Setelah pertemuan pertama itu, saya mulai mencari informasi tentang si anak tersebut. Ternyata si anak memang ada bakat dan kemampuan di Matematika. Namun, orang tuanya telah memilih tempat les yang menurut saya lebih mementingkan pencapaian hasil dengan proses yang tidak tepat. Hari-hari si anak dihabiskan dengan melahap soal-soal dengan konsekuensi dan sanksi. Jika belum menyelesaikan soal-soal tersebut pada hari itu maka dia akan mendapat amarah dari guru lesnya di samping tambahan soal-soal. Orang tuanya mengetahui hal ini namun menerimanya sebagai keniscayaan, yang penting anaknya pintar Matematika.

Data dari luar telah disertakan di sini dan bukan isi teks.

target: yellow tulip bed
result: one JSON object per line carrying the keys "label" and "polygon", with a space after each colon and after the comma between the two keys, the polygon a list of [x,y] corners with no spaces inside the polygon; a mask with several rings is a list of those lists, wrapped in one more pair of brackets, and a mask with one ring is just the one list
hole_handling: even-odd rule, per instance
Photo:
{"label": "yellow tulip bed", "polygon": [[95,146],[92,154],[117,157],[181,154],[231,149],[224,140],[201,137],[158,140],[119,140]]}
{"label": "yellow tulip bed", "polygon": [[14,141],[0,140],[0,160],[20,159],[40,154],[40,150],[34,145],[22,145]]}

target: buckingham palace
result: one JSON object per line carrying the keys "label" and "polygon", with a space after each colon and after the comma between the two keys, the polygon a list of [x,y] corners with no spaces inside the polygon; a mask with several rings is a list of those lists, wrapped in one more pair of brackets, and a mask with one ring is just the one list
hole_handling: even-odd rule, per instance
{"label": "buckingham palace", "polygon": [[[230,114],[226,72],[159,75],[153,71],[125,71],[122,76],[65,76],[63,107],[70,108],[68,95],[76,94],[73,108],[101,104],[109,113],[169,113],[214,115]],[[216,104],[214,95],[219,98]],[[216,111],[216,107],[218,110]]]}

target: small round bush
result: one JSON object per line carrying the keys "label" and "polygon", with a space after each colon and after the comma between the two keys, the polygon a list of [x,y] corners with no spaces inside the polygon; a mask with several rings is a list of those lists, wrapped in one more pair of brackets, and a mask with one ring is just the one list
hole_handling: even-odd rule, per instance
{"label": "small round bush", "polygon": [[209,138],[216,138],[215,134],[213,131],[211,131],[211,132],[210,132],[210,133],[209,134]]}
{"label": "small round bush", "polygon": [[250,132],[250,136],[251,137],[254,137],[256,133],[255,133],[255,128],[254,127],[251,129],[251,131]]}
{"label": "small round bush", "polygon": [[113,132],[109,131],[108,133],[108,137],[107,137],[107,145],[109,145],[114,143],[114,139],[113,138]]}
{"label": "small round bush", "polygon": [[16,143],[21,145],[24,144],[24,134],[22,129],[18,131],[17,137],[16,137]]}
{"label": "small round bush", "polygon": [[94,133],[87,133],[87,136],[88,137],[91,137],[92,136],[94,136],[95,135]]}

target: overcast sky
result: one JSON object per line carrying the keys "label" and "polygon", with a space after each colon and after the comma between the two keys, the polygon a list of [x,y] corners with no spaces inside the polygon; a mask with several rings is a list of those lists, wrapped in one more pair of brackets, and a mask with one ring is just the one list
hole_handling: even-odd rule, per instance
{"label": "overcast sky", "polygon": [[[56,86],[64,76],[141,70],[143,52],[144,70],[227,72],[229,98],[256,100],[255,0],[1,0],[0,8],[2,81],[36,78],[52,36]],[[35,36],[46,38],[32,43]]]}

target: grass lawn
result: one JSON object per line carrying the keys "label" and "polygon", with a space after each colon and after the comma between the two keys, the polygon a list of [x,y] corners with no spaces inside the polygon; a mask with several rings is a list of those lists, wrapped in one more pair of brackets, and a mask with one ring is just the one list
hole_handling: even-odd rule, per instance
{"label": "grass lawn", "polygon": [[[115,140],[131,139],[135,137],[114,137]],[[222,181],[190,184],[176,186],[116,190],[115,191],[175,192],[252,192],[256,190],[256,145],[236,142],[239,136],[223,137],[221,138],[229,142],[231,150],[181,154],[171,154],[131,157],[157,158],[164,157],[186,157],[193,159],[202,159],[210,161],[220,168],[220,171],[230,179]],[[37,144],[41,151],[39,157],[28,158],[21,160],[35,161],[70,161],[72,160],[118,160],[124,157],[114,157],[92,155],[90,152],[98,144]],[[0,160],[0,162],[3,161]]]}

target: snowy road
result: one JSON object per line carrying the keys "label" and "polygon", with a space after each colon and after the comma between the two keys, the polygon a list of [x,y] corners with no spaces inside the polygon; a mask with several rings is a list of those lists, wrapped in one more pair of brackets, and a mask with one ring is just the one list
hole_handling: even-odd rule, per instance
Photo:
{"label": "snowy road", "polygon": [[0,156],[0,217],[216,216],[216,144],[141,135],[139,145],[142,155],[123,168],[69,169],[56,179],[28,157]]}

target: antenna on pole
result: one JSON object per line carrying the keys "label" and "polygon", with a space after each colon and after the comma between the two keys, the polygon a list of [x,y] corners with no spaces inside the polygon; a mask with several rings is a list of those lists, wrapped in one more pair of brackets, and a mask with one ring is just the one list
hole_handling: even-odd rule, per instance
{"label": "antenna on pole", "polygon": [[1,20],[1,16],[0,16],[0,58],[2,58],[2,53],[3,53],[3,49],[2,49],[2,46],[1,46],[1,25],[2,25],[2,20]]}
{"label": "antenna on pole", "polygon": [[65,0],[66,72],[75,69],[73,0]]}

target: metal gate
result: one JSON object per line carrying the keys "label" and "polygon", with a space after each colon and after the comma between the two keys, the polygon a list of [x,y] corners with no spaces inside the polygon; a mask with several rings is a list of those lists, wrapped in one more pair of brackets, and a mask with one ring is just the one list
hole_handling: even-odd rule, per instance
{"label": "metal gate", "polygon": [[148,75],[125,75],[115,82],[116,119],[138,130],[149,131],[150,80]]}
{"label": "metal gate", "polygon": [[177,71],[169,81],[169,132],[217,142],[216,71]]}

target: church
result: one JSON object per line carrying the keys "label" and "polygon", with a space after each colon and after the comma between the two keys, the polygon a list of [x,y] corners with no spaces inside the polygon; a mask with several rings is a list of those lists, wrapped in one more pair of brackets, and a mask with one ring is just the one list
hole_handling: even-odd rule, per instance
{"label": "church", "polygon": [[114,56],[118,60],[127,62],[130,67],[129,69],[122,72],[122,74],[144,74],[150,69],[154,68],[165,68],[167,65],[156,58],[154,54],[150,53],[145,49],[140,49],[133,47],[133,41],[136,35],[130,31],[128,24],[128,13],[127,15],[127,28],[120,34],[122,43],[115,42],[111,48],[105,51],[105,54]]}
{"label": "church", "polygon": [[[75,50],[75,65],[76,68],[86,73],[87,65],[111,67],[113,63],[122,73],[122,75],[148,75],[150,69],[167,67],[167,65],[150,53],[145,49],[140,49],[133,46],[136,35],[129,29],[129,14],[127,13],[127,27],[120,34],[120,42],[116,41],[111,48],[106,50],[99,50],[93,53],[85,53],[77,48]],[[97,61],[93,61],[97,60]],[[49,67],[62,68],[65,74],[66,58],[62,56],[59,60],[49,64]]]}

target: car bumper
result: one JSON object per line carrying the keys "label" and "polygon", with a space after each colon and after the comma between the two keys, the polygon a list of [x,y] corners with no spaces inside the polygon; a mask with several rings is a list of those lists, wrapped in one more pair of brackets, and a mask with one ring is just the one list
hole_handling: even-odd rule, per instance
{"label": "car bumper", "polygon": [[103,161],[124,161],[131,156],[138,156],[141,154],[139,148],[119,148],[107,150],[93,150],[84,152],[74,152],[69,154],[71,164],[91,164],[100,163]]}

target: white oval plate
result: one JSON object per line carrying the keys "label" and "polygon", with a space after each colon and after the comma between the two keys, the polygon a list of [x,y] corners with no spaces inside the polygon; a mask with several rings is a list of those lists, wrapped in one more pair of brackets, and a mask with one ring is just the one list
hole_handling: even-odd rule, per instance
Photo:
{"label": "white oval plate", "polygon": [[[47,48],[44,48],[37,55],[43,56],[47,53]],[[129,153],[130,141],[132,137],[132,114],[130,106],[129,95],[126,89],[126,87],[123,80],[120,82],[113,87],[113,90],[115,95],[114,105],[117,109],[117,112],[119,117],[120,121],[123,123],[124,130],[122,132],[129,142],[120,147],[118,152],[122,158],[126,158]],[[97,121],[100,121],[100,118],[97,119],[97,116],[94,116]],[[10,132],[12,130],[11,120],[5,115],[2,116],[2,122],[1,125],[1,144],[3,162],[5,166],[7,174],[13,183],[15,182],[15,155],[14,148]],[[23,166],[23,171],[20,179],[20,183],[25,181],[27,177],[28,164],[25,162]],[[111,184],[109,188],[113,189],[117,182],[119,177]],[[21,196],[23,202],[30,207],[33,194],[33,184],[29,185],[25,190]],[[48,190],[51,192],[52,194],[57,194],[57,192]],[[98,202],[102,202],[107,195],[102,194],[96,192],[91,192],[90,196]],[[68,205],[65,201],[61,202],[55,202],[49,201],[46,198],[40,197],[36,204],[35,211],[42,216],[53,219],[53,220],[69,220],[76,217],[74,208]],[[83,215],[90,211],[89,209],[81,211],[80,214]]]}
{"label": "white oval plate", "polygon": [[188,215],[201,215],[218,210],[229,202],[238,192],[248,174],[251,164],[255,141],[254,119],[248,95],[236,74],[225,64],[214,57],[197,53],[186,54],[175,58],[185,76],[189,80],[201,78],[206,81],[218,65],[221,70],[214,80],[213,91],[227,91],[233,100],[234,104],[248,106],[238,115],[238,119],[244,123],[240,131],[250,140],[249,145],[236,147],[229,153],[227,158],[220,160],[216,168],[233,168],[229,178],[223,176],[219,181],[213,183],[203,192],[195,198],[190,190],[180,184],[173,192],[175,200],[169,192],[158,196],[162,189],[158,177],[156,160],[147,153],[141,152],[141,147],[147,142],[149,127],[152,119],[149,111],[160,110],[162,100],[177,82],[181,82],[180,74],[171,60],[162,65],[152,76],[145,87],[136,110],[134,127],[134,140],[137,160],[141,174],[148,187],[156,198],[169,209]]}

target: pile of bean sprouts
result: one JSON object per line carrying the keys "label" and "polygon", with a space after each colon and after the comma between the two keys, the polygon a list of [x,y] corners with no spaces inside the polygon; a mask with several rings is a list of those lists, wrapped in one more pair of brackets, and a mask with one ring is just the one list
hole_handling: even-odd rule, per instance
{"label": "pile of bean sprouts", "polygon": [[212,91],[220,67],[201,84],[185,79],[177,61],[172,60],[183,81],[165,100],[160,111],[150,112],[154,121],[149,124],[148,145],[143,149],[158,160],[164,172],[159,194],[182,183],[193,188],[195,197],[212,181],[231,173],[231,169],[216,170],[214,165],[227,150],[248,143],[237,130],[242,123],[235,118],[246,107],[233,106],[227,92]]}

Pertemuan berikutnya saya tanyakan ke semua murid, adakah di antara kalian yang bisa hidup tanpa Matematika? Sebagian bingung dan hanya diam sedangkan sebagian lagi menjawab tidak. Lalu saya tanyakan beberapa pertanyaan. Kalau mau pergi ke sekolah, kalian pilih jalan yang lama sampainya atau yang cepat? Anak-anak menjawab jalan yang cepat. Lalu kalau kalian membeli barang, mau beli harga yang murah atau yang mahal? Mereka menjawab yang murah. Kemudian, kalau mau pilih makanan, mau yang besar atau yang kecil? Mereka menjawab yang besar. Saya tanyakan lagi, kalau kalian berjualan, mau mendapat untung atau rugi? Mereka menjawab untung. Nah, inilah contohnya bahwa kehidupan sehari-hari kita penuh dengan praktik-praktik Matematika.
Bangun tidur langsung lihat jam, itu Matematika. Berusaha tidak terlambat sampai sekolah, itu Matematika. Membagi makanan kepada adik dengan bagian yang sama banyak, itu Matematika. Berdagang dengan modal kecil dan mendapatkan keuntungan yang besar, itu Matematika.
Setelah berdialog, saya tanyakan lagi kepada para murid, apakah bisa kita hidup tanpa Matematika? Mereka menjawab dengan semangat. Tidaaak. Kulirik si anak yang benci Matematika, dia hanya diam dan raut mukanya tidak lagi bersemangat seperti di awal pertemuan sebelumnya. Diri ini hanya berharap, setidaknya ada sedikit informasi yang tepat mengenai hatinya. Matematika bukan hanya terbatas pada angka-angka dan rumus-rumus saja tapi juga mencakup nilai-nilai kehidupan sehari-hari yang melekat dalam setiap diri manusia.
Semangat selalu para guru Matematika. Teruslah memberi pemahaman kepada para anak didik kita akan betapa bermanfaatnya Matematika. Hati hanya akan menyentuh hati. Chemistry itu akan terbentuk sendiri jika hati telah saling terpaut. Kita sambut era baru, era Matematika menjadi menyenangkan, digemari, dan dirindukan oleh para anak didik kita. In syaa Allah.